Zowel de navo als de EU dachten er niet aan om zich te gaan hervormen in het kader van een ‘groter Europa’, en breidden uit naar de ex-communistische staten van Centraal- en Oost-Europa, aan wie zij in het kader van de EU-toetredingscriteria hun liberaal-democratische normativiteit oplegden. Europa uitbreiden of verdiepen was niet langer een dilemma. De voortschrijdende integratie en uitbreiding van Europa was toen nog een succesverhaal. De naoorlogse constructie van een Europa dat binnen zijn West-Europese grenzen economisch floreerde op basis van de vier vrijheden (vrij verkeer van personen, goederen, diensten en kapitaal) werd gestut door stevig werkende instellingen: de ovse en de Raad van Europa wat democratie en mensenrechtenbescherming betreft, en de navo als Europese ‘defensieparaplu’. Niemand merkte dat het Kremlin inmiddels naar datzelfde Europa toe een ware ondermijningsstrategie uitzette.

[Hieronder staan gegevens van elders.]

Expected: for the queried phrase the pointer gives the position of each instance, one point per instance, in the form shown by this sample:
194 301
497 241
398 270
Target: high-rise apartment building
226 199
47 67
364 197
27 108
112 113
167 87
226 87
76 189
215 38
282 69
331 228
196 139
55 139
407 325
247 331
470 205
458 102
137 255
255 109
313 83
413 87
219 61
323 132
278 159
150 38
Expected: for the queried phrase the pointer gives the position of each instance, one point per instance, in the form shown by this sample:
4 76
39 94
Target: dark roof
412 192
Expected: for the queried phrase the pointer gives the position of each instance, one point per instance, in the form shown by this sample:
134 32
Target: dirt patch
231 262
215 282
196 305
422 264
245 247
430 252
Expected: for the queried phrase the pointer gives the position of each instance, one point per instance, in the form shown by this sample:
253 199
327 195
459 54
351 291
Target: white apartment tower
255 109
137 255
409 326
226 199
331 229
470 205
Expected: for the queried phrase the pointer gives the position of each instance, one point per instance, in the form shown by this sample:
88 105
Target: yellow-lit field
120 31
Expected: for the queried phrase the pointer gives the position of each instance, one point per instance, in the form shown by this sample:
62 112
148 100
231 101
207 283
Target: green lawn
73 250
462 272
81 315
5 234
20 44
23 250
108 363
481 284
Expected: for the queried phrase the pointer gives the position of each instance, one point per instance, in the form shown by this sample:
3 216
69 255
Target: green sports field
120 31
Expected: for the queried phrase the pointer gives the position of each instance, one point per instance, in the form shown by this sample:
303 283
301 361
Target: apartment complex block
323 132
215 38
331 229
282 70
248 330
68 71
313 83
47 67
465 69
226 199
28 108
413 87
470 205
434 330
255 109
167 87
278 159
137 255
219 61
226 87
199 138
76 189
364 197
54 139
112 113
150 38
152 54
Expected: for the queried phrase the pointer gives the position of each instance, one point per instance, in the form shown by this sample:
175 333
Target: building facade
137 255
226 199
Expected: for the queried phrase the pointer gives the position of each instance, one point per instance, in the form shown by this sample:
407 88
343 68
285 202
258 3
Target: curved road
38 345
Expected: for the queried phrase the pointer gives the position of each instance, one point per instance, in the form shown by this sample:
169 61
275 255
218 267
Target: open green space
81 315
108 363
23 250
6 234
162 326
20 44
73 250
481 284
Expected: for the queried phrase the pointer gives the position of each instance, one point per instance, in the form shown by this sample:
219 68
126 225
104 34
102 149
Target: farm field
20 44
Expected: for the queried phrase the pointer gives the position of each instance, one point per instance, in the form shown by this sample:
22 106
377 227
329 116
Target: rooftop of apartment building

Dat gebeurde meestal onder de radar, maar soms liet het Kremlin bewust zijn ware drijfveer zien: door banden aan te knopen met extreemrechtse partijen in Europa, door als lid van de Raad van Europa (sinds 1996) onze democratie en mensenrechtenbescherming – via de rechtspraak van het Russisch Grondwettelijk Hof – in vraag te stellen, door ons politieoptreden bij betogingen negatief in beeld te brengen. Rusland heeft in de jaren ’90 een strategische schaduwcampagne opgezet om de ovse als geloofwaardige instelling voor het bewaken van de veiligheid in een eengemaakt Europa te fnuiken. Dat gebeurde niet alleen bij het voor schut zetten van de ovse-veiligheidstroepen in de ex-Sovjetstaten. Het verhaal is te lang om volledig te vertellen, maar het is duidelijk dat Rusland onder meer in Georgië en in de Armeense enclave Nagorno-Karabach in Azerbeidzjan bijzonder duidelijk heeft gemaakt dat het vindt dat niet ‘Europa’ maar Rusland als enige de veiligheid in de regio kan bewaken. Maar Rusland heeft de ovse vooral ondergraven door één van zijn meest succesvolle instellingen, het odihr (Office for Democratic Institutions and Human Rights), dat wereldwijd een autoriteit in verkiezingsmonitoring was geworden, in zijn conclusies en rapporten onderuit te halen. Dat deed het Kremlin door tegenexpertises te laten uitvoeren via verkiezingsmonitoring vanuit het Gemenebest van Onafhankelijke Staten (gos), een losse intergouvernementele organisatie die onmiddellijk na de implosie van de Sovjetunie op het territorium van de vroegere Sovjetunie werd opgericht.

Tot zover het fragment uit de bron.